Hace algunos años tuve la oportunidad de conocer a Francisco, que un par de semanas después se convertiría en mi mejor aliado, gracias a sus dotes de caridad y servicio.
Sembrada la semilla, el árbol de aquella sólida amistad crecería como roble gigante bajo cuyas ramas pasamos momentos extraordinarios en tiempos radiantes y grises.
De Francisco aprendí que uno puede hacerse santo desde su trabajo, convirtiendo en oración la labor que se hace “no porque sí, sino porque nace del corazón y se dedica a Dios”.

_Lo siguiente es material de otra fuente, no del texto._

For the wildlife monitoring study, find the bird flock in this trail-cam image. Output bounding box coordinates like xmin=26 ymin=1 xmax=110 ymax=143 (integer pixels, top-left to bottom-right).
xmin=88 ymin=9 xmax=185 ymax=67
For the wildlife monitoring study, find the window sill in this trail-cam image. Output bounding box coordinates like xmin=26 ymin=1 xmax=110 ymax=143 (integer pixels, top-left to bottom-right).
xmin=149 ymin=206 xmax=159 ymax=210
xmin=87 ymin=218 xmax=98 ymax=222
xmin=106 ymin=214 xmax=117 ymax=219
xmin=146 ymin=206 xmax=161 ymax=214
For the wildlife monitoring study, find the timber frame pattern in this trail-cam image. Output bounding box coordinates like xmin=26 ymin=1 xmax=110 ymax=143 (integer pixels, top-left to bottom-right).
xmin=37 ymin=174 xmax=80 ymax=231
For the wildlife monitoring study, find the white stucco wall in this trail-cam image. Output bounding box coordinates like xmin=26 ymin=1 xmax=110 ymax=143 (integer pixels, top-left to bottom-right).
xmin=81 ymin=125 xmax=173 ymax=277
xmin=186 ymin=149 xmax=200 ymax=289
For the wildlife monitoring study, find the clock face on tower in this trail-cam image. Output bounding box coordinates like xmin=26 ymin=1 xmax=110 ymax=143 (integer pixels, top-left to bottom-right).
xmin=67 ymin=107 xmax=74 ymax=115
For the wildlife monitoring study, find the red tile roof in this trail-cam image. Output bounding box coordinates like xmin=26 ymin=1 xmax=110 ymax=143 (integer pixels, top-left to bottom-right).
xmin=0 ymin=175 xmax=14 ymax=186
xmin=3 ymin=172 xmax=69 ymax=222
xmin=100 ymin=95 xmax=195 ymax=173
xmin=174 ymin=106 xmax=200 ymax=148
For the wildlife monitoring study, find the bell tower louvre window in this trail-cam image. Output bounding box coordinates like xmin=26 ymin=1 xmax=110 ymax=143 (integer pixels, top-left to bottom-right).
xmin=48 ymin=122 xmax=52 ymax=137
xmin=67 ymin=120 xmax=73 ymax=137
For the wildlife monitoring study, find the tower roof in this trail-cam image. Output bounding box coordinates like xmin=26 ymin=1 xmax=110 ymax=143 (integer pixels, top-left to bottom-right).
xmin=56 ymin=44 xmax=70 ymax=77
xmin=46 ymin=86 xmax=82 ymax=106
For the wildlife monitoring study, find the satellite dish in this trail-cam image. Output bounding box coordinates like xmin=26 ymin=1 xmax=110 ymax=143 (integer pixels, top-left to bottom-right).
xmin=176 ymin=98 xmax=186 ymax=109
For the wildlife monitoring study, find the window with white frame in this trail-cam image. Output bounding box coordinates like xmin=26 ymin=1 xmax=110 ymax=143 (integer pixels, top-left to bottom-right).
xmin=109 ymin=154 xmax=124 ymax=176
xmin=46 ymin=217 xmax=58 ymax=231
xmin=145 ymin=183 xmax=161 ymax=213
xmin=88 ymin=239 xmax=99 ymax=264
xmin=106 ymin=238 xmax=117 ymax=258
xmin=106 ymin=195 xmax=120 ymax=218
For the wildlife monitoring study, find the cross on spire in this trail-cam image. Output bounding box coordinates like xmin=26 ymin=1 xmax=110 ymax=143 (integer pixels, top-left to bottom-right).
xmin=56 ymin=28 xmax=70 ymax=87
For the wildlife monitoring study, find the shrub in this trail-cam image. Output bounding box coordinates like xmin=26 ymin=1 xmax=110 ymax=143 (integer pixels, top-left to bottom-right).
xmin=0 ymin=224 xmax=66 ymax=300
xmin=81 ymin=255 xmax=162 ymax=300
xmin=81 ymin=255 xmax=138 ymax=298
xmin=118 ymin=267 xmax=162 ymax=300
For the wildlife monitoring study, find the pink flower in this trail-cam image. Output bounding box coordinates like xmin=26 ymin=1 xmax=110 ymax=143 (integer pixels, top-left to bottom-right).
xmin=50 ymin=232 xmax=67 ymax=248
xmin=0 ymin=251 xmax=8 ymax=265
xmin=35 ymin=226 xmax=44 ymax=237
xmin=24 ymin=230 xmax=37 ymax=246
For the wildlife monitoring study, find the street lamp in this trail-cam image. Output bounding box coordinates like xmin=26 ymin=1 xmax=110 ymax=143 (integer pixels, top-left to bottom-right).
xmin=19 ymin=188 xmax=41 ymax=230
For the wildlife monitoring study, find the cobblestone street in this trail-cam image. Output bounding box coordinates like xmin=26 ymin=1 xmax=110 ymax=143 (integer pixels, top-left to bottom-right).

Con él supe que el dinero no tenía tanto valor como cuando se usa para ayudar. Con él comprobé que “más alegra dar que recibir”.
Lo que nunca imaginaría era que aquel amigo inteligente, trabajador y de oración, perdería totalmente la memoria.
Así es el Alzheimer. Aunque dicen que lo de él son otros “males”. No obstante, Francisco afirma que es lo mejor que ha podido pasarle.
Dice que ahora es millonario… Porque aunque no tiene cómo pagar el almuerzo, nunca tuvo tantas manos amigas sirviéndole.
Dice que ahora es afortunado… Porque su hermosa familia está “más unida que nunca”, y se preocupa por brindarle amor y cariño.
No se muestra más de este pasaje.